With a starting point in Kode’s exhibition on Nordmandsdalen this seminar offers critical reflections on processes of mediation and remediation in the 18th century, focusing on mediality as materially and infrastructurally entangled with histories of trade, colonialism, and extraction. Bringing together scholars and curators, the seminar examines how materiality shaped cultural expression, how coloniality was embedded in media transfers, and how power relations informed understandings of form and material. Finally, it considers the afterlives of the 18th century and the ways this period has been re-mediated over the past two centuries.

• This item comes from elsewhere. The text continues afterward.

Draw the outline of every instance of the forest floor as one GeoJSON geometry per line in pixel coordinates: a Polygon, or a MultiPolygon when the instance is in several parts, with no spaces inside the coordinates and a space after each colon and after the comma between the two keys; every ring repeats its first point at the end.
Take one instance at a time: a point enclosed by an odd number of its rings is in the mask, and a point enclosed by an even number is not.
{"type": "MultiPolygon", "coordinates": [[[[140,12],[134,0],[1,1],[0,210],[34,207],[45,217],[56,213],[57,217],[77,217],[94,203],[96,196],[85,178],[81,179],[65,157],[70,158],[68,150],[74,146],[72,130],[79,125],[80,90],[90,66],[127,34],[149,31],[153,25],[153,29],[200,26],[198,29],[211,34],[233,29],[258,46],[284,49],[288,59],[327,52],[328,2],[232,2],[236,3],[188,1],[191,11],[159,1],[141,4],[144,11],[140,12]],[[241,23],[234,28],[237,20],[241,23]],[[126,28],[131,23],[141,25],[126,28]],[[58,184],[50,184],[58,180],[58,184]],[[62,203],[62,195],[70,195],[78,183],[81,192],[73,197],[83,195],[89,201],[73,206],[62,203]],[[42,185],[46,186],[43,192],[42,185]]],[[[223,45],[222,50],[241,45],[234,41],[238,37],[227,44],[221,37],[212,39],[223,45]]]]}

The seminar is organized by Helene Engnes Birkeli and Tonje Haugland Sørensen (NorWhite: How Norway Made the World Whiter (Norwegian Research Council), and Mathias Danbolt (Moving Monuments: The Material Life of Sculpture from the Danish Colonial Era (Novo Nordisk Foundation), together with Kode Art Museum and Composer Homes.

Programme:

Thursday June 19: Nordmandsdalen: Art, Materials, and Power in 18th Century

11:00: Coffee and welcome

11.30: Tour of the exhibition Nordmandsdalen: Art, Materials, and Power in 18th Century by the curator team Tonje Haugland Sørensen, Mathias Danbolt, Helene Engnes Birkeli, Morten Spjøtvold and Peder Valle

13.00: Lunch

14:00-15.30:  Panel: On curating research-based exhibitions: Nordmandsdalen as a case

– Morten Spjøtvold: «Creatures of the North: The museology of the Nordmandsdalen           
   figures in Kode’s collections»
– Tonje Haugland Sørensen, Mathias Danbolt, Helene Engnes Birkeli: «Meditations on  
   Mediations: On researching Normandsdalen»

16.30: Public lecture by Lauritz Dorenfeldt, «Et kongelig prestisjeprosjekt Københavnsk porselen på 1700-tallet» (in Norwegian)

Friday June 20: Mediation and Remediation 

9:00: Coffee

9.30-10.30: Session 1: Circulation and Mediation

– Emil Elg (University of Copenhagen): «The Multimedial Omnipresence of the Royal  
   Danish Order of the Elephant»
– Thomas Slettebø Daltveit (Western Norway University of Applied Sciences): «The
   Greenlandic Procession in 1724» 

10.30-10.45: Break

10. 45 - 11.45: Session 2: Transformation and remediation

– Inga Henriette Undheim (Western Norway University of Applied Sciences) and Beatrice
   Reed (Universitetet i Oslo): «18th century in Sámi Contemporary Literature»

 - Peder Valle (Kode Art Museum and Composer Homes): «Creatures of the North: The museology of the Nordmandsdalen figures in Kode’s collections»

11. 45- 12.00: Break

12.00-13.30: Session 3: Materialities of placemaking

– Christian Lechelt (Director at Museum Schloss-Fürstenberg): «The dominion on 
   the table. A Fürstenberg service for duke Carl I. of Braunschweig-Wolfenbüttel»
– Amalie Skovmøller (University of Copenhagen): «Traveling Marble: Monuments and   
   Infrastructures in Fredensborg Palace Garden»
– Peter Hatlebakk (Universitetet of Bergen): «Nordmandsdalen at Fredensborg, Julianehøj at Jægerspris and Herthedalen at Ledreborg in Lejre: Cultural Landscapes and Political Historiography, 1737–1814.